第六章 生きてさえいてくれれば ④
――雨が弱まっていく。
雲の隙間から紅色に輝く月が二人の頭上に浮かぶ。
雨雲を蹴散らすような、たった一つの光が注ぐ。
その光に照らされて二人の影が伸びる。
二つの影は重なったままで、まるで、最初から一つの影のようだった。
そのうちの一つの影が揺れ動く。
自分でも整理しきれない複雑な感情がそこにはあった。
わかってやれなくてごめん、とか、ずっと苦しかったよな、とか。
あらゆる心苦しい感情がある。
だけど、もっと頑なに、自分の心が訴えている。
苦しいけど、辛いだろうけど、
――生きててほしい。
それが、自分の心からの想い。
心の底から沸き立つ感情だ。
優弥の時にも感じたが、自分はもしかしたら、どこまでも自分勝手でわがままな人間なのかもしれない。

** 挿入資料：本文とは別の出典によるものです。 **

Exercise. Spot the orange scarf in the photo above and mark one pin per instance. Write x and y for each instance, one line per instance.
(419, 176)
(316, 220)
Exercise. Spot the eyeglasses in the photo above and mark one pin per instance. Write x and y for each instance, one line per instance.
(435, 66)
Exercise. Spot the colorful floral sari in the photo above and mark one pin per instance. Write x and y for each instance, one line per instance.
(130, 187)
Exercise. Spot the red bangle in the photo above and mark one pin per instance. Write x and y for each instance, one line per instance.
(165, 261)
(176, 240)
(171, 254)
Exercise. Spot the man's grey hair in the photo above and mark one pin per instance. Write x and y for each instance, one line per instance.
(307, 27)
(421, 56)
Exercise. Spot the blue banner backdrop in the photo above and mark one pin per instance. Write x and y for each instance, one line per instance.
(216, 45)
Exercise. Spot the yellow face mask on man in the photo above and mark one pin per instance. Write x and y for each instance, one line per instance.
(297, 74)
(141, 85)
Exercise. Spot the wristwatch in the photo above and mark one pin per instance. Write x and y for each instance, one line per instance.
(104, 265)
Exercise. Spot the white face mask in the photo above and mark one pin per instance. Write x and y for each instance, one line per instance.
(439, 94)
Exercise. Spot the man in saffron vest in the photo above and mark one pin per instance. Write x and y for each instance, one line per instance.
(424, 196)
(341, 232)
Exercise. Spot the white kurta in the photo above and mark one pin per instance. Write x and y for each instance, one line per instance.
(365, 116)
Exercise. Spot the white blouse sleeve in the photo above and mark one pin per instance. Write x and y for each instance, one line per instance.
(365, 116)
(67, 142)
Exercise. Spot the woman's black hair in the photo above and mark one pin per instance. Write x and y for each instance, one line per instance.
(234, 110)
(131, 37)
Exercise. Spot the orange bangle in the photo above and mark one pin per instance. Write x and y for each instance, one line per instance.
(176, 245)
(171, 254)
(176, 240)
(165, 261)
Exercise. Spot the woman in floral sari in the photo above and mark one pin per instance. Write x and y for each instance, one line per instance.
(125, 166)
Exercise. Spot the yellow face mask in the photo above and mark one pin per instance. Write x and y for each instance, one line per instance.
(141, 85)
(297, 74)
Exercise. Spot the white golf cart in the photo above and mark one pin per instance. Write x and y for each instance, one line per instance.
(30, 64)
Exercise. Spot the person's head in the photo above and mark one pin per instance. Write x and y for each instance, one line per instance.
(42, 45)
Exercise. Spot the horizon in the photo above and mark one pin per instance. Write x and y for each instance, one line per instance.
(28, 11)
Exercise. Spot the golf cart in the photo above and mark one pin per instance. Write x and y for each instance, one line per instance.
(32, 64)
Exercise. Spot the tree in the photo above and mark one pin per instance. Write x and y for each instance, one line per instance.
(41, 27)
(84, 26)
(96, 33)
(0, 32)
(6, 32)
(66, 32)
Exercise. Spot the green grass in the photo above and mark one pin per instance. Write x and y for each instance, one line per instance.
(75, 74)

だけど、この世でたったひとりの大切な亜里累が居なくなるなんて耐えられるはずがない。
だから、おれは――
魁斗は顔を上げて、まなじりを強めていく。
そして、もう一度言葉を紡いだ。
「累、許せないものは許さなくてもいい」
そっと呟きながら、真っすぐに累の目を見つめる。
ゆっくりと開いていく瞳に自分の姿が映りこむ。
累の目は赤く、目尻は大粒の涙で濡れていた。
「だけど……自分の命を投げ捨てるようなことはしないで、ほしい」
これはおれの願いだ。身勝手で残酷なことを言っている。
「お前の手が汚れててもいい、なんでもいい。おれは……」
累の瞳が大きく揺れ動いた。
「おれは、お前の家族を絶対にやめはしない。だから――」
魁斗の瞳に光が宿る。
月の光のように、暗闇の中でも届けと願いを込めて。
「――ただ、生きていてほしい」
言葉が届いたと同時に累が崩れ落ちる。
その後は、大きな声を上げて、顔も隠すことなく、泣き始めた。
わんわんと鳴いた。
――わたしは生きていていいんだろうか?
累が喘ぐみたいに心の内を吐露する。
だから、魁斗はもう一度伝えた。
――生きててほしい。
聞いて累が嗚咽交じりに泣き叫ぶ。
声を裏返しながら、喉を嗄らしながら、魂ごと吠えるみたいに。
こいつの心の中身が久しぶりに覗けたような気がした。
泣いている累とは対照的に魁斗は柔らかい笑みを浮かべる。
累をもう一度、この腕に優しく包みこむ。
壊さないように、消えてしまわないように、優しく、優しく、そっと包んだ。
抵抗はない。逆にしがみつくように魁斗の背中に手を回す。
おれにとっての累は自分の命よりも大事なものなんだと、この想いを伝えるように、優しく抱きしめ返す。
胸の中で震えて泣いている累が、どうか、いつかはまた心の底から笑って過ごせるようにと祈りながら、言葉を続けた。
「これからもさ……辛い、この世界を……一緒に、生きていこうな」
口角を上げて、ニコッと白い歯を見せて言った。
そして、魁斗は決意した。
もしもまた累がひとりで泣いていたら、
もしもまた生きることが辛くなる日が来たら、
その時は、必ず傍にいよう。
累の深すぎる傷を、深すぎる孤独を、絶望を、少しでも埋めてあげられるように。本当は優しいやつが、生傷を開いたままひとり、孤独に生きていくなんてことがないように。
一緒に乗り越えてやる。
この残酷な世界を。何度でも、何度でも……。
しばらく泣き声は止まらなかった。
耳をつんざくような咆哮。
だけど、その咆哮さえも、愛しいなって思えた。